Graduate student and union organizer Clara Reynen questioned how the Center can decry ideological “cloning” by liberal faculty while its own advisory committee is appointed by Gov. Reynolds, de Castro, and the regents rather than chosen through an open process.
Interim director Luciano de Castro insisted the Center is “not about politics, it’s about truth” and academic excellence. A sidebar revealed a planned panelist dropped out due to fear of “retribution” from his university, according to de Castro; he framed it as evidence of the climate the Center seeks to counter.
Our Take
This piece makes the control strategy almost painfully explicit. The Center’s boosters openly celebrate that it is physically on campus but institutionally outside UI’s control, answerable instead to a regents board that has already purged DEI and is responsive to wealthy donors.
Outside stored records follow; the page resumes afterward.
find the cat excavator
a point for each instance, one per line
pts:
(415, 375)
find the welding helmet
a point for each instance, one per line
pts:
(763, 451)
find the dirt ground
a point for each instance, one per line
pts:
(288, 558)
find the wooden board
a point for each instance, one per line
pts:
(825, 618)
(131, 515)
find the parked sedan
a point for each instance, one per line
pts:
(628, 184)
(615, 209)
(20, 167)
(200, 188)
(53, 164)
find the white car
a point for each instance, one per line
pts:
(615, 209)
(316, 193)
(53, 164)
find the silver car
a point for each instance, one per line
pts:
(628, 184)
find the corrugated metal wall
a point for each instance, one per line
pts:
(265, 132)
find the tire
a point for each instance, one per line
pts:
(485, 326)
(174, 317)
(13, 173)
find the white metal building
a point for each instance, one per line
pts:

That’s the design, not a side effect.
Bonevac’s playbook – control admissions, hire only those “on board with the mission,” build leadership succession in advance, and be willing to stand up to “radicals” – is a manual for building an ideological enclave, not a pluralistic center. It’s the mirror image of what they accuse DEI of being.
Clemens’ warning is telling: if a “center for intellectual freedom” uses ideological filters, it has a “contradiction in its soul.” Yet the entire project is premised on creating exactly that – a cordoned-off structure where only one version of “truth” is institutionally protected.
Hensley’s remarks about “seven-figure donors” and “past leadership” that wouldn’t “deal with these issues” reveals the power structure: big-money donors + partisan regents + hand-picked advisory boards, all aligned to discipline a university that is seen as ideologically noncompliant.
The sidebar claim about a panelist fearing retribution is convenient and vague – no name, no institution, no specifics. It fits a narrative of conservative martyrdom while ignoring the very real retribution we see against student journalists, DEI staff, and dissenting faculty elsewhere.
Taken together with the Alabama student-media crackdown and the Iowa DEI eliminations, this looks less like a campaign for “intellectual freedom” and more like building a parallel, protected ideological infrastructure on campus – one that can shape policy, hiring, and public narratives while calling everyone else “radical” or “crazies.”